Born in 1926, in the present-day Czech Republic, Tichy is an embodiment of the myth of the
artist/genius. “Discovered” by curator Harald Szeemann, who organized a presentation of Tichy’
s works at the First International Biennial of Contemporary Art of Seville (Seville, Spain,
2004), Tichy has since been the focus of museum exhibitions including the Kunsthaus Zurich
(Zurich, Switzerland, 2005) and De Hallen, Frans Hals Museum (Haarlem, the Netherlands, 2006)
with upcoming exhibitions (all 2008) including the Centre Pompidou (Paris, France), the Museum
of Modern Art Frankfurt (Frankfurt, Germany) and the Douglas Hyde Gallery (Dublin, Ireland).

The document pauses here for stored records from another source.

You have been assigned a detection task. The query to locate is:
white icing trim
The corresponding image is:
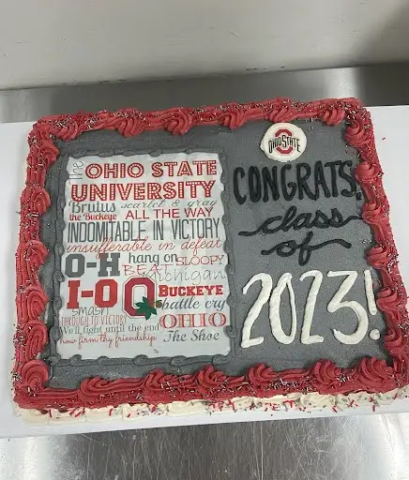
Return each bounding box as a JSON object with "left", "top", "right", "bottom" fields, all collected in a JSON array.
[
  {"left": 18, "top": 385, "right": 409, "bottom": 425},
  {"left": 364, "top": 270, "right": 377, "bottom": 315},
  {"left": 327, "top": 271, "right": 369, "bottom": 345},
  {"left": 270, "top": 273, "right": 297, "bottom": 345},
  {"left": 300, "top": 270, "right": 324, "bottom": 345},
  {"left": 369, "top": 328, "right": 381, "bottom": 340},
  {"left": 241, "top": 273, "right": 273, "bottom": 348}
]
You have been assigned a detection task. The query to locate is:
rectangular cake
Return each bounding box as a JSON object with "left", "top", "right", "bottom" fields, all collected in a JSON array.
[{"left": 13, "top": 99, "right": 409, "bottom": 421}]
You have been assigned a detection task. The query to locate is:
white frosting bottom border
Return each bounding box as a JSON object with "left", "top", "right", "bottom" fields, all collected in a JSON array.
[{"left": 17, "top": 385, "right": 409, "bottom": 425}]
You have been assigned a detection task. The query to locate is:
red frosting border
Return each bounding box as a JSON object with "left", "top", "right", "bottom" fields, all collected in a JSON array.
[{"left": 13, "top": 99, "right": 409, "bottom": 410}]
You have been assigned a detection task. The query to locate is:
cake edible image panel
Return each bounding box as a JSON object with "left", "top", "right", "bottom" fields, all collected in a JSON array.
[
  {"left": 36, "top": 111, "right": 388, "bottom": 388},
  {"left": 57, "top": 152, "right": 230, "bottom": 359}
]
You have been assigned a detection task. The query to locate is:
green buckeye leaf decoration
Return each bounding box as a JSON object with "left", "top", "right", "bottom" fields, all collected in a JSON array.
[{"left": 135, "top": 297, "right": 162, "bottom": 320}]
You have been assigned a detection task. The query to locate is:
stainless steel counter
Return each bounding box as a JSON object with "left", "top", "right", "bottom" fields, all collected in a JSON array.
[{"left": 0, "top": 64, "right": 409, "bottom": 480}]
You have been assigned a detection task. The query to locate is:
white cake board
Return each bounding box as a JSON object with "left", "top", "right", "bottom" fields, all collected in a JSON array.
[{"left": 0, "top": 106, "right": 409, "bottom": 437}]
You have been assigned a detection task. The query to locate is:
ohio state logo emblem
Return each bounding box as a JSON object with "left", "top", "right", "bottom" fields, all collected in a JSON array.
[{"left": 260, "top": 123, "right": 307, "bottom": 162}]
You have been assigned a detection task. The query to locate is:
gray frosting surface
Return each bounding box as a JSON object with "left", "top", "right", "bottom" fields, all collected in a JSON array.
[{"left": 41, "top": 121, "right": 387, "bottom": 388}]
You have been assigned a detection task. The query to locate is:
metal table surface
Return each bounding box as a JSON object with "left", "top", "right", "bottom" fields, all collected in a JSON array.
[{"left": 0, "top": 64, "right": 409, "bottom": 480}]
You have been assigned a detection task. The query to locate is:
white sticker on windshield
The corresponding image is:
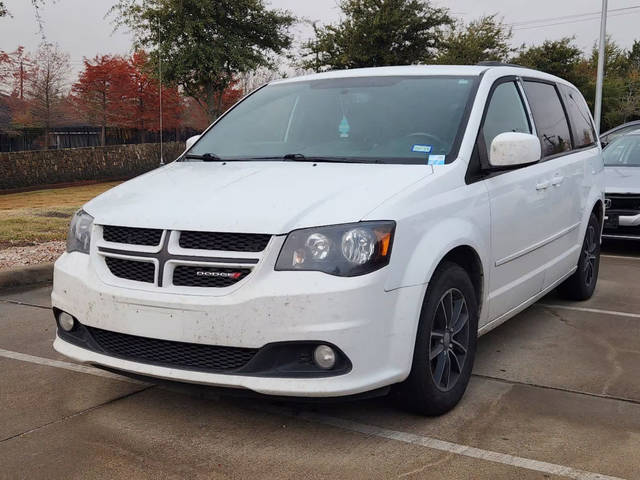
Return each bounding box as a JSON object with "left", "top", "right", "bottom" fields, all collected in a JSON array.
[
  {"left": 338, "top": 115, "right": 351, "bottom": 138},
  {"left": 428, "top": 155, "right": 445, "bottom": 165},
  {"left": 411, "top": 145, "right": 433, "bottom": 153}
]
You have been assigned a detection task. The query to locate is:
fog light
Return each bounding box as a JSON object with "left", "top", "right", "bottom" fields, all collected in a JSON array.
[
  {"left": 313, "top": 345, "right": 336, "bottom": 370},
  {"left": 58, "top": 312, "right": 76, "bottom": 332}
]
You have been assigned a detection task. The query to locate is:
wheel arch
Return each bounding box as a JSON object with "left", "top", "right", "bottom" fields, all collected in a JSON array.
[{"left": 434, "top": 245, "right": 485, "bottom": 318}]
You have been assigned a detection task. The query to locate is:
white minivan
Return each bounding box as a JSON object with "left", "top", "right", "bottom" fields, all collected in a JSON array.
[{"left": 52, "top": 65, "right": 604, "bottom": 415}]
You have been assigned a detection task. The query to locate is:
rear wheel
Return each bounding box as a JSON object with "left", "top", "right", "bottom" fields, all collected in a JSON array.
[
  {"left": 558, "top": 213, "right": 600, "bottom": 301},
  {"left": 396, "top": 262, "right": 478, "bottom": 416}
]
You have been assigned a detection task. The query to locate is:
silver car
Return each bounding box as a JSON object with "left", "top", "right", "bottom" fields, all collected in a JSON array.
[{"left": 603, "top": 131, "right": 640, "bottom": 240}]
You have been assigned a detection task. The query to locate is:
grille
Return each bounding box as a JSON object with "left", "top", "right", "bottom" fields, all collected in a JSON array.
[
  {"left": 607, "top": 195, "right": 640, "bottom": 211},
  {"left": 173, "top": 265, "right": 251, "bottom": 288},
  {"left": 180, "top": 232, "right": 271, "bottom": 252},
  {"left": 87, "top": 327, "right": 258, "bottom": 371},
  {"left": 105, "top": 257, "right": 156, "bottom": 283},
  {"left": 102, "top": 225, "right": 162, "bottom": 247}
]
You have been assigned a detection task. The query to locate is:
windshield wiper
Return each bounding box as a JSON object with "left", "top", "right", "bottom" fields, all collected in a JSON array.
[
  {"left": 248, "top": 153, "right": 380, "bottom": 163},
  {"left": 184, "top": 153, "right": 222, "bottom": 162}
]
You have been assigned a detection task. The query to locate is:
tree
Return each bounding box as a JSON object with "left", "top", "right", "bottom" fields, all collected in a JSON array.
[
  {"left": 302, "top": 0, "right": 453, "bottom": 71},
  {"left": 438, "top": 15, "right": 513, "bottom": 65},
  {"left": 28, "top": 43, "right": 70, "bottom": 150},
  {"left": 511, "top": 37, "right": 590, "bottom": 88},
  {"left": 127, "top": 50, "right": 184, "bottom": 137},
  {"left": 0, "top": 0, "right": 44, "bottom": 18},
  {"left": 111, "top": 0, "right": 294, "bottom": 120},
  {"left": 71, "top": 55, "right": 132, "bottom": 146}
]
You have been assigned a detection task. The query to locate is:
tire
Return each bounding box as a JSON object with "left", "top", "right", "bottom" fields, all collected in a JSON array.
[
  {"left": 395, "top": 262, "right": 478, "bottom": 416},
  {"left": 558, "top": 213, "right": 600, "bottom": 301}
]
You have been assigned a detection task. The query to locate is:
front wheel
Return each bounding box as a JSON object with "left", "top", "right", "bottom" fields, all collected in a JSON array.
[
  {"left": 396, "top": 262, "right": 478, "bottom": 416},
  {"left": 558, "top": 213, "right": 600, "bottom": 301}
]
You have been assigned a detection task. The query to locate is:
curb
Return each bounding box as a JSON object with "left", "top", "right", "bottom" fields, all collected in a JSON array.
[{"left": 0, "top": 263, "right": 53, "bottom": 289}]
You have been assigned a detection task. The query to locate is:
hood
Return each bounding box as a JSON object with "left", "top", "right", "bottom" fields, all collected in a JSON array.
[
  {"left": 85, "top": 162, "right": 433, "bottom": 234},
  {"left": 604, "top": 167, "right": 640, "bottom": 193}
]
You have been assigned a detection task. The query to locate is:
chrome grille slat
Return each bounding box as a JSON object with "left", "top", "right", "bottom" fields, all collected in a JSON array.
[
  {"left": 97, "top": 226, "right": 272, "bottom": 289},
  {"left": 102, "top": 225, "right": 162, "bottom": 247},
  {"left": 179, "top": 231, "right": 271, "bottom": 252}
]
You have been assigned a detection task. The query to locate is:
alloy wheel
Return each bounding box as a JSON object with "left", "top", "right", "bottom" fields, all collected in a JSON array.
[
  {"left": 429, "top": 288, "right": 469, "bottom": 392},
  {"left": 582, "top": 225, "right": 598, "bottom": 287}
]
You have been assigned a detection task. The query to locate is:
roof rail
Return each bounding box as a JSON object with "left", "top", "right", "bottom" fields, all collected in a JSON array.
[{"left": 476, "top": 60, "right": 528, "bottom": 68}]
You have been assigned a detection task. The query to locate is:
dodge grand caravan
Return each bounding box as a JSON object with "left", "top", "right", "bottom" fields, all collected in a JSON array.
[{"left": 52, "top": 66, "right": 604, "bottom": 415}]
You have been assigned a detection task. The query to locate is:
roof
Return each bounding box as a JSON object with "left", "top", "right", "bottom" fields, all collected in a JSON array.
[
  {"left": 273, "top": 65, "right": 488, "bottom": 83},
  {"left": 271, "top": 63, "right": 568, "bottom": 84}
]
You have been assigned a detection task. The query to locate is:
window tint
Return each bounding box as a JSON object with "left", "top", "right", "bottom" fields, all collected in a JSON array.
[
  {"left": 602, "top": 134, "right": 640, "bottom": 167},
  {"left": 561, "top": 85, "right": 596, "bottom": 148},
  {"left": 524, "top": 81, "right": 571, "bottom": 157},
  {"left": 482, "top": 82, "right": 531, "bottom": 151},
  {"left": 602, "top": 125, "right": 640, "bottom": 144}
]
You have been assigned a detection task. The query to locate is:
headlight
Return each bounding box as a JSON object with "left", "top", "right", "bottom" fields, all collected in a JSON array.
[
  {"left": 67, "top": 210, "right": 93, "bottom": 254},
  {"left": 276, "top": 221, "right": 396, "bottom": 277}
]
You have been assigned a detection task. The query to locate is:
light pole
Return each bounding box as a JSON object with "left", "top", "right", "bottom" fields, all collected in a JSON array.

As a student of painting at the Academy of Art, Prague, Tichy early came into conflict with the
Communist government and was forced to abandon his studies and spend a number of years in both
prisons and mental hospitals. Neither a criminal nor insane, Tichy’s rebellious nature was
simply ill-suited to his environment. Perhaps as a result of such oppression, Tichy subsequently
developed a highly individual approach towards art practice and life-in-general. Never again to
leave his home city of Kyjov, Tichy turned from painting proper to a form of photography.
Basing his life on an ethic of skepticism, Tichy followed an outwardly impoverished path, his
physical appearance and home a shambles, and this extended to the means whereby which he produced
his photographs. Utilizing bits of junk and scraps as well as old, discarded cameras, Tichy
incorporated the practice of photography into his daily life, following no particular plan or
rule other than to take a number of photographs within a given period of time.
A primary, though not sole, focus of Tichy’s daily observations was the female form.
Literally thousands of b x w images were created and serve as a record of Tichy’s life-long
vision. Weathered over time and maintained in decidedly non-archival conditions, the
photographs physical condition mirror their out-of-focus, hazy content. Oftentimes a trace of
drawing remains as Tichy would, without hesitation, alter images with pencil and create
make-shift frames from colored paper. Melancholy and romantic, the photographs re-present an
extremely sensual inner life of the artist.
The Taka Ishii gallery exhibition will include a series of 29 vintage prints as well as a
presentation of one of the artist’s hand-crafted cameras and will be accompanied by the
publication of a bilingual catalogue produced in cooperation with the Tichy Ocean Foundation.